Thursday, December 07, 2006

La formation des imams échappe au contrôle de l'État

LE FIGARO

Les récentes tentatives de faire émerger un islam à la française se heurtent à la résistance des pays d'origine, soucieux de conserver leur influence.

LA FORMATION des imams devait être la clé de voûte d'un islam apaisé, intégré à la République, d'un islam français. Elle reste précaire, peu contrôlée et de plus en plus dispersée. À Lille, l'ancien président de la Fédération des musulmans de France (FNMF, proche du Maroc) vient d'ouvrir l'institut Avicenne. Mohammed Bechari a longtemps siégé au CFCM où on peinait à le classer. Évincé depuis de cette instance, il s'est replié sur ce projet d'institut, profitant de ses liens avec les pays du Golfe au sein de la Ligue islamique mondiale pour obtenir un financement. Le Qatar et la Libye ont promis d'assurer les 330 000 euros de fonctionnement annuel de l'institut, sans s'immiscer dans les contenus. La mairie de Lille a fourni le bâtiment en plein centre-ville et signé un bail emphytéotique. « Un coup de pouce de mon amie Mar­tine Aubry qui n'a pas besoin de ­cela pour obtenir les voix des musulmans », assure Mohammed Bechari, qui entretient depuis longtemps des liens avec le PS local.

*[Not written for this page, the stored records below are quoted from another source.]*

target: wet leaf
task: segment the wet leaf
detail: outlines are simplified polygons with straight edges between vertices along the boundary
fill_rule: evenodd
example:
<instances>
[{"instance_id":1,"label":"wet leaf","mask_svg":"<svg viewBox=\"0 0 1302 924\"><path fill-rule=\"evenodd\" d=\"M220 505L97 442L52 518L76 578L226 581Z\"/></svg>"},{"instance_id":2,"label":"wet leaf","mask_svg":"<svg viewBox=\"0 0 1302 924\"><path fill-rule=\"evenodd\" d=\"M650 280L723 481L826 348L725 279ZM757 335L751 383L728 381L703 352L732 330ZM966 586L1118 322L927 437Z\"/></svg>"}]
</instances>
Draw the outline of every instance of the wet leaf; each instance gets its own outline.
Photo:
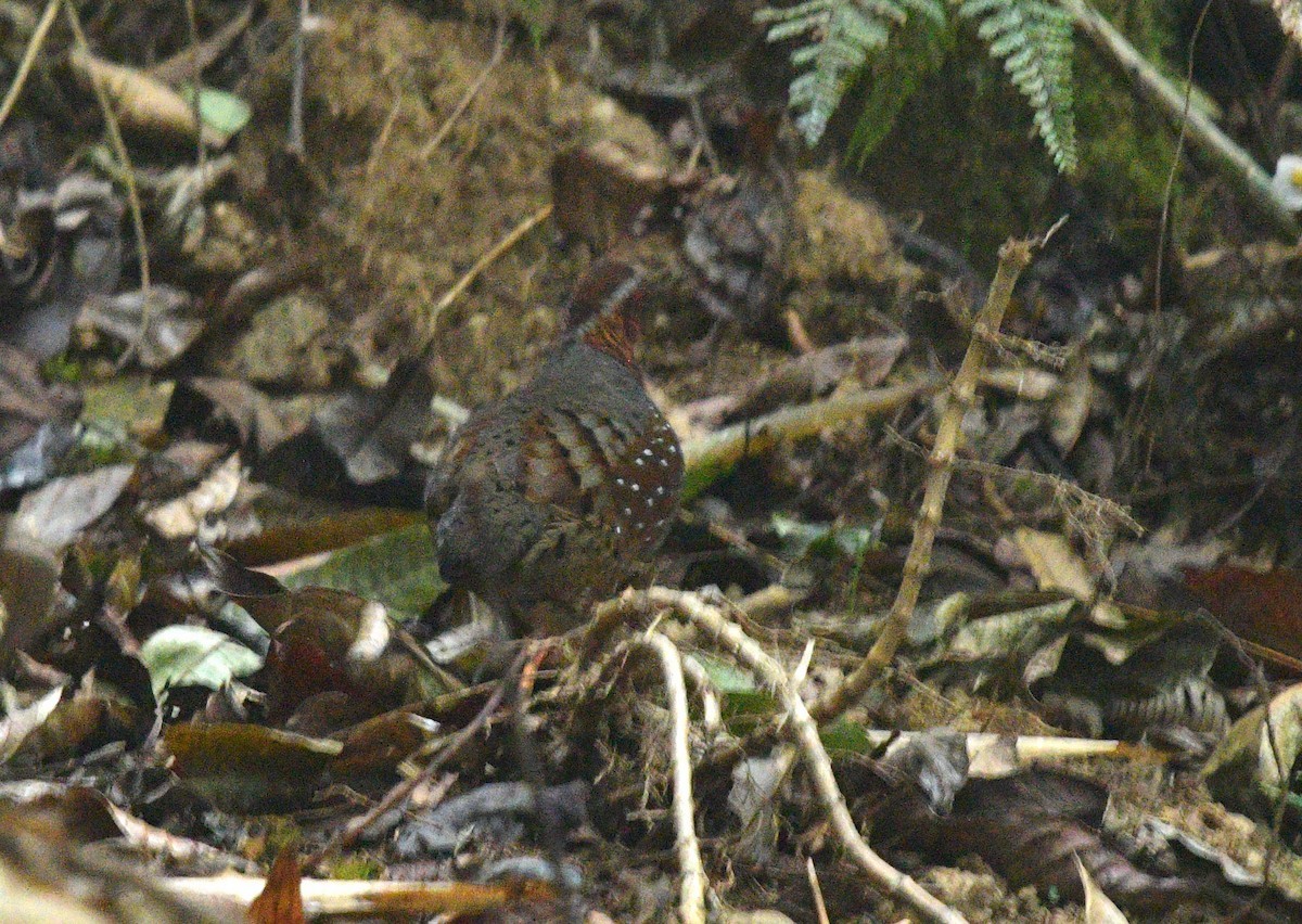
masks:
<instances>
[{"instance_id":1,"label":"wet leaf","mask_svg":"<svg viewBox=\"0 0 1302 924\"><path fill-rule=\"evenodd\" d=\"M312 428L354 484L375 484L414 466L411 441L426 427L432 397L426 368L406 363L384 388L354 388L322 407Z\"/></svg>"},{"instance_id":2,"label":"wet leaf","mask_svg":"<svg viewBox=\"0 0 1302 924\"><path fill-rule=\"evenodd\" d=\"M1203 768L1212 795L1234 811L1269 819L1302 754L1302 683L1233 726Z\"/></svg>"},{"instance_id":3,"label":"wet leaf","mask_svg":"<svg viewBox=\"0 0 1302 924\"><path fill-rule=\"evenodd\" d=\"M271 807L307 798L344 746L260 725L172 725L172 769L219 806Z\"/></svg>"},{"instance_id":4,"label":"wet leaf","mask_svg":"<svg viewBox=\"0 0 1302 924\"><path fill-rule=\"evenodd\" d=\"M117 376L86 387L82 419L96 428L130 433L150 440L163 431L163 415L174 384L150 377Z\"/></svg>"},{"instance_id":5,"label":"wet leaf","mask_svg":"<svg viewBox=\"0 0 1302 924\"><path fill-rule=\"evenodd\" d=\"M42 424L76 419L79 407L74 389L46 384L34 357L0 341L0 461Z\"/></svg>"},{"instance_id":6,"label":"wet leaf","mask_svg":"<svg viewBox=\"0 0 1302 924\"><path fill-rule=\"evenodd\" d=\"M0 764L9 763L9 759L18 752L18 748L27 739L27 735L49 718L49 713L59 705L62 695L62 687L55 687L40 699L20 709L14 709L4 720L0 720Z\"/></svg>"},{"instance_id":7,"label":"wet leaf","mask_svg":"<svg viewBox=\"0 0 1302 924\"><path fill-rule=\"evenodd\" d=\"M138 742L151 713L152 709L141 709L113 685L87 674L77 692L65 696L33 730L14 760L49 763L83 755L108 742Z\"/></svg>"},{"instance_id":8,"label":"wet leaf","mask_svg":"<svg viewBox=\"0 0 1302 924\"><path fill-rule=\"evenodd\" d=\"M133 474L134 465L111 465L55 479L22 498L10 528L60 549L113 506Z\"/></svg>"},{"instance_id":9,"label":"wet leaf","mask_svg":"<svg viewBox=\"0 0 1302 924\"><path fill-rule=\"evenodd\" d=\"M168 687L220 688L233 677L246 677L262 666L262 657L229 635L203 626L167 626L141 645L141 661L150 672L154 694Z\"/></svg>"},{"instance_id":10,"label":"wet leaf","mask_svg":"<svg viewBox=\"0 0 1302 924\"><path fill-rule=\"evenodd\" d=\"M288 522L284 517L277 517L277 522L249 539L241 539L227 545L227 552L245 562L249 567L288 562L293 558L315 556L322 552L339 552L346 554L350 547L359 547L362 543L379 540L381 536L395 534L400 530L413 527L409 541L413 548L422 548L427 544L426 557L431 557L432 544L430 531L422 534L414 528L424 523L424 514L414 510L395 510L391 508L359 508L353 510L335 510L324 515L314 511L303 511L302 504L296 498L298 510L288 510L290 517L298 515ZM255 508L259 515L263 508ZM437 569L435 569L437 570ZM297 574L297 571L294 571ZM315 583L328 583L320 578ZM344 590L359 588L345 587ZM379 599L379 597L376 597ZM396 600L384 600L384 604L395 613L406 612Z\"/></svg>"},{"instance_id":11,"label":"wet leaf","mask_svg":"<svg viewBox=\"0 0 1302 924\"><path fill-rule=\"evenodd\" d=\"M302 878L298 851L285 847L271 864L267 888L249 906L249 924L305 924Z\"/></svg>"}]
</instances>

Réalités de la société occidentale

Samedi dernier, une douzaine d'élèves ont suivi leur premier cours, surtout des filles voilées, qui étudient par ailleurs. « On cherche à mieux comprendre l'islam et à enrichir nos connaissances. On viendra à l'institut le week-end et le soir », ont-elles expliqué. À moyen terme, « des cadres religieux ­(imams et aumôniers) seront aussi formés en langue française, initiés à l'éducation civique et dotés des outils pour faciliter l'intégration dans la République laïque fran­çaise », explique Mohammed Bechari, qui entend bien participer à l'avenir de l'islam de France.

Dans une logique plus académique, des universitaires veulent mettre à profit le concordat pour monter une université privée de sciences islamiques à Strasbourg, autour du spécialiste Francis Messner et d'intervenants venus d'universités islamiques. Ils se sont réunis la semaine dernière pour des journées de réflexion. Le projet démarre seulement et pourrait incarner un islam plus savant qu'adapté aux nécessités des communautés.

Enfin, à Lyon, le centre Shâtibî fonctionne depuis septembre, monté par des disciples des frères Ramadan. Il forme des « cadres » musulmans, dont beaucoup pourraient à terme faire office d'imams, dans un islam qui ne fonctionne pas sur le modèle du clergé catholique et autorise le plus savant de l'assemblée à ­conduire la prière.

Ces initiatives relancent les craintes de voir importer en ­France une formation traditionnelle, parfois fondamentaliste ou imperméable aux réalités de la ­société occidentale. Mais surtout marquent l'échec d'une formation labellisée que l'État appelait de ses voeux. Le Conseil français du culte musulman (CFCM), crée par Nicolas Sarkozy en 2003, devait s'atteler à ce chantier prioritaire. Mais les pays d'origine ou le mouvement des Frères musulmans ne voulaient pas renoncer à leur ­influence, en renonçant à envoyer en France leurs imams.

De son côté, l'administration a bien tenté d'organiser une filière opérationnelle et transparente, mais sans aller jusqu'au bout, ­gênée aux entournures par « le respect de la laïcité ». C'est d'ailleurs en son nom que les universitaires de Paris-IV ont refusé en 2005 d'accueillir des étudiants religieux dans un cycle profane de connaissance de l'histoire et des institutions françaises, faisant capoter les derniers espoirs du ministère de l'Intérieur.

Pour l'instant, l'immense majorité des imams vient de l'étranger (lire ci-dessous). Et pourtant, la France compte trois centres de formation depuis les années 1990. « Ces trois centres forment moins d'une dizaine d'imams par an », estime un conseiller à l'Intérieur. Beaucoup d'étudiants s'inscrivent pour obtenir des papiers et ne terminent pas leur cursus. D'autres diplômés ne parviennent pas à ­vivre de leur ministère.

Face à ce maelström, les pouvoirs publics ont revu leur stratégie, en contrôlant les prêches a posteriori, dans les mosquées. Mais l'enjeu d'un islam éclairé dépasse largement la question des imams. Chaque année, des dizaines de milliers d'enfants suivent des cours d'arabe ou d'éducation coranique dans la plus totale opacité.

Par ailleurs, la diffusion d'un islam français repose aussi largement sur les leaders associatifs, qui discutent au quotidien avec les jeunes. La profusion d'instituts pourrait créer des cadres instruits, mais aussi des cadres adeptes d'un islam plus rigoriste que celui qui était pratiqué par la génération précédente.